VACCINAZIONE COVID NELLE AZIENDE. SULLA CARTA CI SAREBBE L ‘ACCORDO.

Da il corriere.it

INTESA IN LOMBARDIA, VENETO E FRIULI VENEZIA GIULIA

La Lombardia getta il cuore oltre l’ostacolo e approva un protocollo d’intesa insieme con Confindustria, Confapi e l’Anma, l’associazione dei medici competenti. Altre Regioni stanno lavorando nella stessa direzione, in particolare Friuli Venezia Giulia e Veneto. Ma anche Puglie a Trentino Alto Adige. La Confindustria nazionale ha presentato un piano al governo per il coordinamento nazionale delle vaccinazioni in azienda. Inoltre, «in attesa delle determinazioni e dei protocolli specifici che la gestione commissariale straordinaria ha annunciato alle parti sociali», Confindustria ha avviato una ricognizione sull’intero sistema associativo. Le associazioni di tutto il territorio nazionale hanno ricevuto un questionario volto a identificare le imprese concretamente disponibili alla funzione di «fabbriche di comunità», quindi idonee per essere configurate come siti vaccinali e moltiplicare così quelli già attivi nel Paese.

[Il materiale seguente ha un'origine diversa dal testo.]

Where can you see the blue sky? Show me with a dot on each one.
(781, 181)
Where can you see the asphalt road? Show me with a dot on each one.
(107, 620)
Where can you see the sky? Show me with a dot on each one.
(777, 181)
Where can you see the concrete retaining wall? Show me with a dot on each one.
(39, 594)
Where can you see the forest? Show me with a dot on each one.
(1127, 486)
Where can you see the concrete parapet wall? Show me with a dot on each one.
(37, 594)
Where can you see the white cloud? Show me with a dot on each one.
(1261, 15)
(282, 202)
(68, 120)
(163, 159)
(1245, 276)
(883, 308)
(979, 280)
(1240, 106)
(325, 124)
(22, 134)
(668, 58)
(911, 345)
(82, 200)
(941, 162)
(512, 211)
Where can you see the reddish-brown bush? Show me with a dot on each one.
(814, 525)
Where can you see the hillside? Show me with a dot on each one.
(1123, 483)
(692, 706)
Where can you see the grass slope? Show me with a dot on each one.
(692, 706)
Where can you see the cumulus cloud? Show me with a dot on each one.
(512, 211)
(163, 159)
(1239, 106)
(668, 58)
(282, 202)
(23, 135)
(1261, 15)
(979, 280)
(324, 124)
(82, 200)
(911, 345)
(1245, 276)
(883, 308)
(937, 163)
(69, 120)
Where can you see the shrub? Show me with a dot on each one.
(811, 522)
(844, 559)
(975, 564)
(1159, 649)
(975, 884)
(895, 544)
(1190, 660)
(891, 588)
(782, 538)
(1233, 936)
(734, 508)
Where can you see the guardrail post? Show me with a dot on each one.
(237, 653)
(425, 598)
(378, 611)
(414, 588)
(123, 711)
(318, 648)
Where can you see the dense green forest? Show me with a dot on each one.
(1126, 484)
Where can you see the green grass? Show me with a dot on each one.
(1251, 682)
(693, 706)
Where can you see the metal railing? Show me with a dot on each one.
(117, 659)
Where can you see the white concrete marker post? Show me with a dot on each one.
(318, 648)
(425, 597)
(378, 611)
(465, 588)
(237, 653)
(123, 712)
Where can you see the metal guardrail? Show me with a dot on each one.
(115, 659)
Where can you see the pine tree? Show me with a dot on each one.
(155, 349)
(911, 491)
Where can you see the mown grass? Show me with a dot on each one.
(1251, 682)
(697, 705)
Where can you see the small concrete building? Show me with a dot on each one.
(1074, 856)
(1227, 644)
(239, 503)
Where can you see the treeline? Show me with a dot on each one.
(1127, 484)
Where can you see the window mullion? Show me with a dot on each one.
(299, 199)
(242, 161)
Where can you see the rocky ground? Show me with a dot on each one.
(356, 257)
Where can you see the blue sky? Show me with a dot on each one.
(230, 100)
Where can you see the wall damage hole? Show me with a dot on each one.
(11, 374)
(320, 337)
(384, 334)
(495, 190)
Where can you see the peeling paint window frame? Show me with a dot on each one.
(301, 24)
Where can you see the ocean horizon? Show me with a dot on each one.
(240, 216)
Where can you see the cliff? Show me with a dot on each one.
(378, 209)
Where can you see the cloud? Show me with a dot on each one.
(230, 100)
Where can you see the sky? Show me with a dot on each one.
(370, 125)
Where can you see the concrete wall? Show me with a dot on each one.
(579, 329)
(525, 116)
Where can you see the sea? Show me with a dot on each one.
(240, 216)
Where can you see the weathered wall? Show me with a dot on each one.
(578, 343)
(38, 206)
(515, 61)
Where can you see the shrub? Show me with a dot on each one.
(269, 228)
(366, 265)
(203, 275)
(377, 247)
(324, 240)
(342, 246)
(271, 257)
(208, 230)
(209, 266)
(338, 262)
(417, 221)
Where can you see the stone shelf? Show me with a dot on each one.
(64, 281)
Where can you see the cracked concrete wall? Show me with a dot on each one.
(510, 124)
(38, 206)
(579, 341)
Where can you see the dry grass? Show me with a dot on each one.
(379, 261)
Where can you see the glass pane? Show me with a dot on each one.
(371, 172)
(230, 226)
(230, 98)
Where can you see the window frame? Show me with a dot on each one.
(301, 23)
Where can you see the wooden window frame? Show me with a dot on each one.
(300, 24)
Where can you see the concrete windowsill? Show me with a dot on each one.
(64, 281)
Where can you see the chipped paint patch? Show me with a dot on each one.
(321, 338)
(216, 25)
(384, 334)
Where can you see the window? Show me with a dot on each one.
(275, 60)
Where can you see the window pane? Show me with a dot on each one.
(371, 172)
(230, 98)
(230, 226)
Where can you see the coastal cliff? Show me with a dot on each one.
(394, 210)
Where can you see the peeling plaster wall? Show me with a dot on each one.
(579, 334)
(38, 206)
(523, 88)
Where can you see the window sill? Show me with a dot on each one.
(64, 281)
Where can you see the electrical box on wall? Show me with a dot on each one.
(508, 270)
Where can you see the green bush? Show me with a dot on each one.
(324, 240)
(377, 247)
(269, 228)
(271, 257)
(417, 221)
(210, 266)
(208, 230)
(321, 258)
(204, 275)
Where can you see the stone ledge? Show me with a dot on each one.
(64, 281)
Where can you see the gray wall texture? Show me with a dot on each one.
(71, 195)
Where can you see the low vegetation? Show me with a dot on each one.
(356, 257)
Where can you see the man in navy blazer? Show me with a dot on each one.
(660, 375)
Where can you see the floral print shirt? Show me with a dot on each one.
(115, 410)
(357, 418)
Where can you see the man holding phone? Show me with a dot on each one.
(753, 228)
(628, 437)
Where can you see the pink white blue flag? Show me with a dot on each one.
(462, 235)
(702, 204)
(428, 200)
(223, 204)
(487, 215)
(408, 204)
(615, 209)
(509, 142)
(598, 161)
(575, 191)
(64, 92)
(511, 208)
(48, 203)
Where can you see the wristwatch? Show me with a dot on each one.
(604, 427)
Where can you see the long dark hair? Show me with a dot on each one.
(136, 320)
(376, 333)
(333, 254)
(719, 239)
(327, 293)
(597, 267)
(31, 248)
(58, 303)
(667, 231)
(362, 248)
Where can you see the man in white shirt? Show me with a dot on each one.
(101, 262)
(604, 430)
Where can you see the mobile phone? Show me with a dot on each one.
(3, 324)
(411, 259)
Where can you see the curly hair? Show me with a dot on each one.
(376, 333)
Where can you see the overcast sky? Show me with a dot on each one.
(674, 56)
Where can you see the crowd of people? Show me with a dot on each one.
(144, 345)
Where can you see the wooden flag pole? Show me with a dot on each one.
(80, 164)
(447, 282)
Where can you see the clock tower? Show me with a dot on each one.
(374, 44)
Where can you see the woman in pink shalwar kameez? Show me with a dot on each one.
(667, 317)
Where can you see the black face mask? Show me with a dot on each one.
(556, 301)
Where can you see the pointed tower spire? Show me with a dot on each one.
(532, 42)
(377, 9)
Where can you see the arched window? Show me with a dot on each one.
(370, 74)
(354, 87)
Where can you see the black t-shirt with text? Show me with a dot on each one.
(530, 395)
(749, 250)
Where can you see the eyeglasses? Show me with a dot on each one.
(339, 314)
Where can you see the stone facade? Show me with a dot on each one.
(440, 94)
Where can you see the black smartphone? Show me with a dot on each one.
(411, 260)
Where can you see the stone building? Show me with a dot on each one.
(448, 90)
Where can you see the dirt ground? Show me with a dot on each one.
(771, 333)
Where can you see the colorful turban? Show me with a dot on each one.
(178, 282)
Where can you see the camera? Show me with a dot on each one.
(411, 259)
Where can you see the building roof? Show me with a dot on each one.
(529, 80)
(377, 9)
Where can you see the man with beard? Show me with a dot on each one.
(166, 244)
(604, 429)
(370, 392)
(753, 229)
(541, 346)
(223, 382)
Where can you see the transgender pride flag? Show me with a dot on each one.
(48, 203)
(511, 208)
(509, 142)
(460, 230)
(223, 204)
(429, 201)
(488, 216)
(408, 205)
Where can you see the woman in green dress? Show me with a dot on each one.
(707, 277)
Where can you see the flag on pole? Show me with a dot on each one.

Oltre 300-400 vaccinazioni potenziali

Tornando al protocollo lombardo, diventerà operativo quando comincerà la vaccinazione di massa. «È un allargamento ci consente di avere minore tensione sugli ospedali perché il vaccino potrebbe essere somministrato in altre strutture», dice la vicepresidente della Regione Lombardia, Letizia Moratti, ricordando che l’iniziativa non modifica la lista delle categorie che hanno la priorità, a partire dagli anziani. La delibera lombarda è stata inviata al commissario per l’emergenza Covid, il generale Francesco Figliuolo, che definirà le modalità con cui può essere applicata. «Apriamo le porte delle fabbriche per uscire più in fretta da questa emergenza — dice il presidente di Confindustria Lombardia, Marco Bonometti —. Basta chiacchiere, dobbiamo fare azioni, intervenire. I vincoli sono due: gli spazi dove fare le vaccinazioni e la disponibilità dei vaccini». E il sindacato? «Andremo nelle prossime settimane a condividere il protocollo e le modalità applicative con il sindacato come abbiamo fatto con i protocolli per la sicurezza in azienda — spiega Bonometti —. In poco tempo potremmo arrivare a vaccinare 300-400 mila lavoratori. Potremmo fare 150 mila vaccinazioni alla settimana, coinvolgendo anche i familiari dei dipendenti. Mi auguro che l’iniziativa parta subito». Per Maurizio Casasco, presidente di Confapi «coniugare salute e attività produttive è fondamentale». «Da medico cercherò di portare la mia esperienza e il mio contributo — continua Casasco — prima vacciniamo tutti meno contagi avremo e meno varianti avremo».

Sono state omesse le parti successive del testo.